The market premium for the US 10-year yield over a “fair value” estimate calculated by CapitalSpectator.com continued to narrow in September.
The smaller spread extends a downside trend in recent months following a period of an extremely high market premium vs. the fair value, which is drawn from the average of three models.
The current market yield premium slipped to 32 basis points last month. The decline brings the spread into what can be considered a relatively normal range after spiking to roughly 150 basis points in late 2023 – a three-decade high.
Although the surge in the market’s yield premium was unusually high in 2023, it wasn’t unprecedented. The model indicates that the market yield routinely bounces around fair value, posting both premiums and discounts, as the chart below shows.
To the extent that the market yield deviates widely from fair value, the extreme level of the spread offers an implied forecast on the assumption that a normalizing process will eventually return. That implied forecast has, once again, turned out to be useful in recent years.

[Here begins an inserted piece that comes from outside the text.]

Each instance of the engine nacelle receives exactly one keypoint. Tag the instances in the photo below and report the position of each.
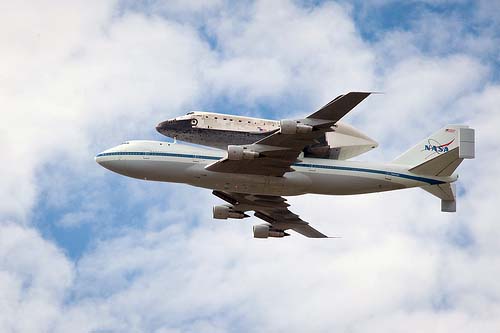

In late-2023, for example, when the market premium was surging we wrote:
“Although the modeling shows that October’s spread isn’t unprecedented, history suggests such an extreme level doesn’t last long” and that “the process of normalizing has started.”
A year later, that forecast has held up well. Perhaps it was just luck, but a careful review of the model’s history, along with the underlying economic logic of the underlying analytics, suggests there’s a degree of value in estimating fair value and monitoring the spread vis-à-vis the market yield for context on deciding the likely directional bias in the near-term future.